Running Spark Applications on YARN
When Spark applications run on YARN, resource management, scheduling, and security are controlled by YARN. You can run an application in cluster mode or client mode.
When running Spark on YARN, each Spark executor runs as a YARN container. Where MapReduce schedules a container and starts a JVM for each task, Spark hosts multiple tasks within the same container. This approach enables several orders of magnitude faster task startup time.
Deployment Modes
In YARN, each application instance has an ApplicationMaster process, which is the first container started for that application. The application is responsible for requesting resources from the ResourceManager. Once the resources are allocated, the application instructs NodeManagers to start containers on its behalf. ApplicationMasters eliminate the need for an active client: the process starting the application can terminate, and coordination continues from a process managed by YARN running on the cluster.
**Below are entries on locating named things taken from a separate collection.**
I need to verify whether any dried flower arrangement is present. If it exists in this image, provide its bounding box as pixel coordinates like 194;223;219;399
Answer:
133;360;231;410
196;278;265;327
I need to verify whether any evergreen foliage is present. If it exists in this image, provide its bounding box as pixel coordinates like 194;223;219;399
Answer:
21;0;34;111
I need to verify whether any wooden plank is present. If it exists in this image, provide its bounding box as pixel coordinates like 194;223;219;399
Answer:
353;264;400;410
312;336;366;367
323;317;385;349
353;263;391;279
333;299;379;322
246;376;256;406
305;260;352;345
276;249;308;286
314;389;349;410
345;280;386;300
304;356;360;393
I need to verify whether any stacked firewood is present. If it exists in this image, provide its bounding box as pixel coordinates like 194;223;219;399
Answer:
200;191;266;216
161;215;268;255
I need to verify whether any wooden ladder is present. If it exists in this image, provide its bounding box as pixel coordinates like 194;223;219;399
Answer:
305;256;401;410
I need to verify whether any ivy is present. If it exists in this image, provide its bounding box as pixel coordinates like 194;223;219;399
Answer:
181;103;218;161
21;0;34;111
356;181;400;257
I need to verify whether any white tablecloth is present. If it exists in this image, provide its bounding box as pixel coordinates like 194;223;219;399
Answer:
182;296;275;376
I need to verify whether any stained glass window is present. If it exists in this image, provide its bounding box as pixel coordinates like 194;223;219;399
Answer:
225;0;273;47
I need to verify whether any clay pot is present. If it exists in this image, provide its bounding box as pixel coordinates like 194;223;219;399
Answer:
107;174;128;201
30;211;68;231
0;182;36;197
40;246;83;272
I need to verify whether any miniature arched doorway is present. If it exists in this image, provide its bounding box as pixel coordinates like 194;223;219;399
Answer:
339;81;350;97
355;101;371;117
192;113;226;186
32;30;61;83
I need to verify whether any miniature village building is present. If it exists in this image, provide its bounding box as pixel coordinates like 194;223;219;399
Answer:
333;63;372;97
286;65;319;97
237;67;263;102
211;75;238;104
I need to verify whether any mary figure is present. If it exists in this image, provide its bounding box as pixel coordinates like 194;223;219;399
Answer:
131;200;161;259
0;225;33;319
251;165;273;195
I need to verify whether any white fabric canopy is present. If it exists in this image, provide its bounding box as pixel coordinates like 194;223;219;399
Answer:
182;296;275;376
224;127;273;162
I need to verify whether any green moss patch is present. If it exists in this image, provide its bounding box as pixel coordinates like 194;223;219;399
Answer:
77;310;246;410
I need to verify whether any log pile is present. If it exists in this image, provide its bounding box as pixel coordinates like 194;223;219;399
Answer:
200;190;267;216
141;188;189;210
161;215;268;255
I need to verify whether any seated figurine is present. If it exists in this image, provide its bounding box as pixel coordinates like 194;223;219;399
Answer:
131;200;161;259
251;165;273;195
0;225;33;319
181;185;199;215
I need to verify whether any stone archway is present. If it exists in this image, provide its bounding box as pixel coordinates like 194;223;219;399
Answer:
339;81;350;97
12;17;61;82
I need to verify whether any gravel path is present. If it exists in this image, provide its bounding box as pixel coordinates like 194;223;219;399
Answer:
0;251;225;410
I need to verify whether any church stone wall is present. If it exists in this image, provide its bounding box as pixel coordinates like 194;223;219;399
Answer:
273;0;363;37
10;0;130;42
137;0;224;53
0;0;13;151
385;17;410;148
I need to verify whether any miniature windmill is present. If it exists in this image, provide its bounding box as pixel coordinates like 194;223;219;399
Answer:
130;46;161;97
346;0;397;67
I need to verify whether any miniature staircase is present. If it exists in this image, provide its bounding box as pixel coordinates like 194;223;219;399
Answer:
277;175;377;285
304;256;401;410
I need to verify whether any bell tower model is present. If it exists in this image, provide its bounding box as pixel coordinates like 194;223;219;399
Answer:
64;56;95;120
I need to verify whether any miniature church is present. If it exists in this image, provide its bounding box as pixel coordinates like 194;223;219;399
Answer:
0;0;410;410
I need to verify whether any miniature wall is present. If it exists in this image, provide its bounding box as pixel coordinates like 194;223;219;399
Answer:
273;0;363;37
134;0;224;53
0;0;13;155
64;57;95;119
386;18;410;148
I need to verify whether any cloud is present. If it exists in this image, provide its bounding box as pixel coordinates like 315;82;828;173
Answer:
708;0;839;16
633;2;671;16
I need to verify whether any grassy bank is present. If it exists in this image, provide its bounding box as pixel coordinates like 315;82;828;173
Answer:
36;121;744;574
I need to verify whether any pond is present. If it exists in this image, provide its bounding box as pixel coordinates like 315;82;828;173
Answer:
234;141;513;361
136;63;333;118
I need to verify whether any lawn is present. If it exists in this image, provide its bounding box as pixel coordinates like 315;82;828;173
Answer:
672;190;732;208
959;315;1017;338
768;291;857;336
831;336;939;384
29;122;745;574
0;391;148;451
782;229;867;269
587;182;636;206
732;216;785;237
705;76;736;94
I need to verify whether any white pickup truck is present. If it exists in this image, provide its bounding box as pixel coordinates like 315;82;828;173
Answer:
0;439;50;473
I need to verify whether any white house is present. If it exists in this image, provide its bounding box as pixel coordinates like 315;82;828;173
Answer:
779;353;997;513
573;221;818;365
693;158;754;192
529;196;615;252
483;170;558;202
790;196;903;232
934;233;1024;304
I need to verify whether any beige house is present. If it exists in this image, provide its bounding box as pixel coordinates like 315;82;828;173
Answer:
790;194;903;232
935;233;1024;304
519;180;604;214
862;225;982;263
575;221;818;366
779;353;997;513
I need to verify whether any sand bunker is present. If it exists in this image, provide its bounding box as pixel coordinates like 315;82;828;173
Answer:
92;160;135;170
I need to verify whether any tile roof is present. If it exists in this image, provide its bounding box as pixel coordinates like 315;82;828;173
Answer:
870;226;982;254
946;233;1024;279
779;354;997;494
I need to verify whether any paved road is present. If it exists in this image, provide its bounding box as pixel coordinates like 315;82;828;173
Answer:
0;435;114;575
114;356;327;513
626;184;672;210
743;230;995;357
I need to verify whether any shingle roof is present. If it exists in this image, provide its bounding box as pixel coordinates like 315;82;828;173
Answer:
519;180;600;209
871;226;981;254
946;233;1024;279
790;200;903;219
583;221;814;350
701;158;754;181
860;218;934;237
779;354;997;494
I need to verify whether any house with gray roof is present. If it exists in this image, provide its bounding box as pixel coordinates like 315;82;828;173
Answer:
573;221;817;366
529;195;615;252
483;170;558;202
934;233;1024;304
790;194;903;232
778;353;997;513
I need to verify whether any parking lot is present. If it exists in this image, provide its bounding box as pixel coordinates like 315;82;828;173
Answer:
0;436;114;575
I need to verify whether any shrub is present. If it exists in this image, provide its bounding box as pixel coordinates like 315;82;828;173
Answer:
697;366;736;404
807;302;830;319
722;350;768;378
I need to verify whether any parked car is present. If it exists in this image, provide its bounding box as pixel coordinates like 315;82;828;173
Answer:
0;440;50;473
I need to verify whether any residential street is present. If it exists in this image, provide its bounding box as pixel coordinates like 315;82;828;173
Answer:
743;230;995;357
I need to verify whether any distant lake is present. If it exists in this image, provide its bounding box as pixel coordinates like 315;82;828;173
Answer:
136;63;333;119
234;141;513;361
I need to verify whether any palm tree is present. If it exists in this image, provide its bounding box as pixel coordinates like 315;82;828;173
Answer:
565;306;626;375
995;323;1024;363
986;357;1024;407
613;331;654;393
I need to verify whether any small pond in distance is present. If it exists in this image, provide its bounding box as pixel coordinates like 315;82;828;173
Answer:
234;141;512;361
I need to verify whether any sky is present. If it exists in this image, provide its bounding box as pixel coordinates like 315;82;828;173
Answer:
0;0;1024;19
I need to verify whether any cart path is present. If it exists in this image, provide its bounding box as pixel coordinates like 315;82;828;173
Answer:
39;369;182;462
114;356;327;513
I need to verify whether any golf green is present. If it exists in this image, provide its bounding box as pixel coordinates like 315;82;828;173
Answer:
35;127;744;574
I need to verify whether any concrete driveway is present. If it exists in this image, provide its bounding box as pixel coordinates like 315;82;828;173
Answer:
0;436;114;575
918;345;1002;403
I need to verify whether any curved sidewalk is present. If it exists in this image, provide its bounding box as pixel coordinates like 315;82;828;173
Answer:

For the option to specify the deployment mode, see Command-Line Options.
Cluster Deployment Mode
In cluster mode, the driver runs in the ApplicationMaster on a cluster host chosen by YARN. This means that the same process, which runs in a YARN container, is responsible for both
driving the application and requesting resources from YARN. The client that launches the application doesn't need to continue running for the entire lifetime of the application.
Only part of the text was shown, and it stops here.